The existing needs for cost information in healthcare include budgeting, planning, and management control. These needs are dependent on three aspects for their efficiency. The first aspect for budgeting, planning, and management control is having prior knowledge of the items or services in question and their cost (Cleverly 364). The second aspect is the time frame in which the cost information is required for budgeting, planning, and management control. The third aspect is how to make use of the existing cost systems and relate them to company needs for cost information.

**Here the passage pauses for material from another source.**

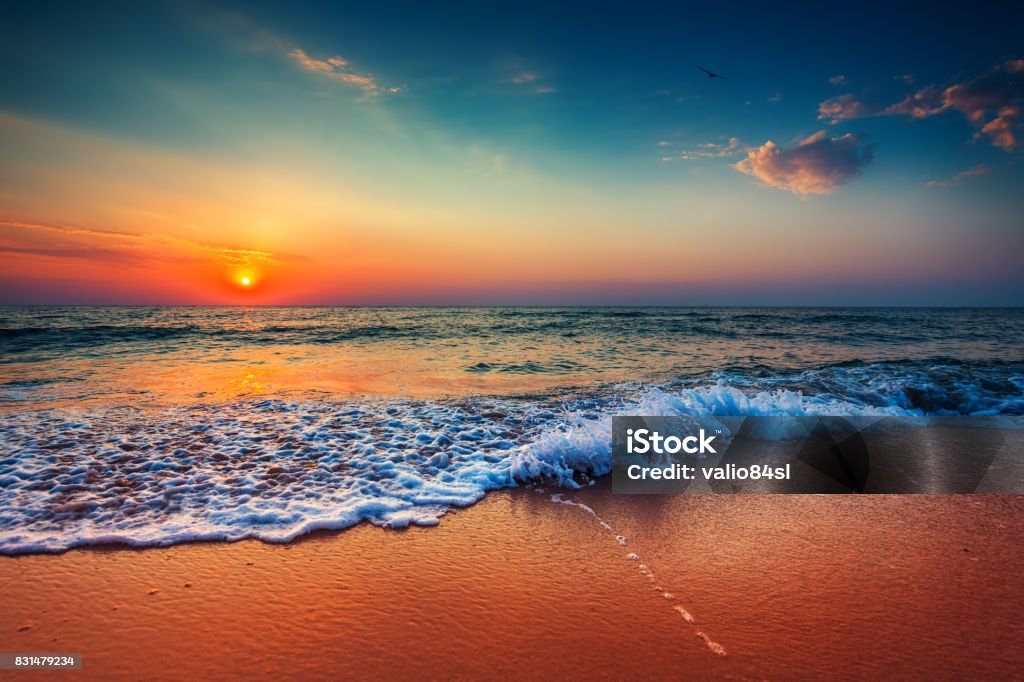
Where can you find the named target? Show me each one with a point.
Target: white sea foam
(279, 469)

Management uses budgets for many purposes. For example, they use budgets to monitor the results of control systems in a place and ensure control over activity centers and the various company processes (Cleverly 380). It also helps in the decision making process. In planning, for example, budgeting helps in the identification of strategies that are cost-effective and beneficial to a company. Moreover, budgeting assists managers in determining the necessary resources for production. Lastly, management uses budgeting to make the corrections needed to meet organizational needs.
Budgeting is considered as a tool for cost control in healthcare organizations. The budgeting process incorporates interrelated budgets, which include statistics, discretionary revenue, expense, revenue, capital, cash, and financial statements budgets (Cleverly 382). The budgeting process also involves the board of governors, chief executive officers, controllers, responsibility center managers, and the committee involved in the budgeting process.

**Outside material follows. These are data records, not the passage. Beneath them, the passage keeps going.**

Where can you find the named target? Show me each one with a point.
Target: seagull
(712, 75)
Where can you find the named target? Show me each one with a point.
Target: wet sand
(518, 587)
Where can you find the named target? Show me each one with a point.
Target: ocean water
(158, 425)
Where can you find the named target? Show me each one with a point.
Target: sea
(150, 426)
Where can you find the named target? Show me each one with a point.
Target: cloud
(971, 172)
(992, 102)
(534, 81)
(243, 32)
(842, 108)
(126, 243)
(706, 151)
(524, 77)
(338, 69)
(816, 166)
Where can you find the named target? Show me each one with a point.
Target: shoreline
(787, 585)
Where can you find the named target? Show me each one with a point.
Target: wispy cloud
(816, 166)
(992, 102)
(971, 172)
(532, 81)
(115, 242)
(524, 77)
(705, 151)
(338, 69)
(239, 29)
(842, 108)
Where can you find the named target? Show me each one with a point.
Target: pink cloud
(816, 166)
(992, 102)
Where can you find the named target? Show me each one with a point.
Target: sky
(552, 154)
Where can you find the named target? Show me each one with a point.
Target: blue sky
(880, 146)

The initial step of the process of budgeting is developing a statistics budget. The main aim of this budget is to provide workload measures in various departments. The measures include the output expectations, estimation methodology, and the responsibility for estimation (Cleverly 383). The next step is the expense budget. At this level, budget period length, flexible budgets, principles for price and product worth, and apportionment of indirect costs are determined. The third step is the revenue budget, which is set after the development of expense and statistics budget. Revenues are fixed at points covering all expenditures plus a return on investment.

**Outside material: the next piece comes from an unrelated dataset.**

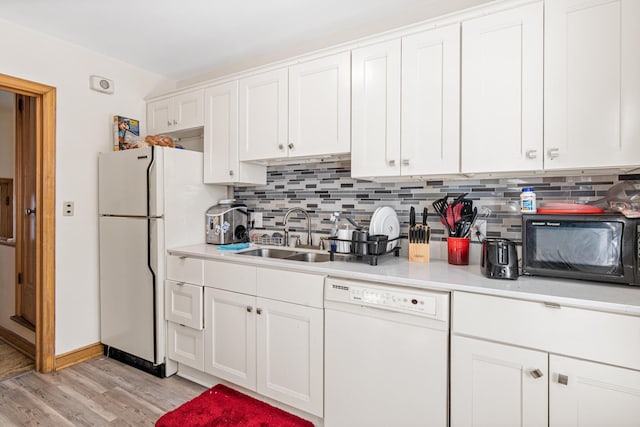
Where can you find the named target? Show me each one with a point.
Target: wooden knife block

The next level is the discretionary revenue budget and capital budget development, and it managers a control tool. The cash budgets and financial statements development follows. The cash budgets are indicators of the company’s expected short-run creditworthiness, and they translate previous budgets into cash inflows and outflows. These budgets and financial statements test the appropriateness of the whole budgetary process.
The statistics budget is used for measuring the work capacity in the various departments, which involves the output prospects, responsibility estimates, and estimation methods (Cleverly 384). Expense budgets are used for cost control in various departments, including payrolls and supplies. On the other hand, revenue budgets are used for covering expenses and the provision of a return on investment. Moreover, capital budgets are used as a tool of control by the management, while ash budgets are used as indicators of the company’s short-term creditworthiness (Cleverly 389). They also translate former budgets into statements of cash influxes and outflows. Lastly, cash budgets and budgeted financial statements are used in the testing of the suitability of the budgeting process.
Cleverly, William. Essentials of Healthcare Finance. 8th. Jones & Bartlett Learning, 2017.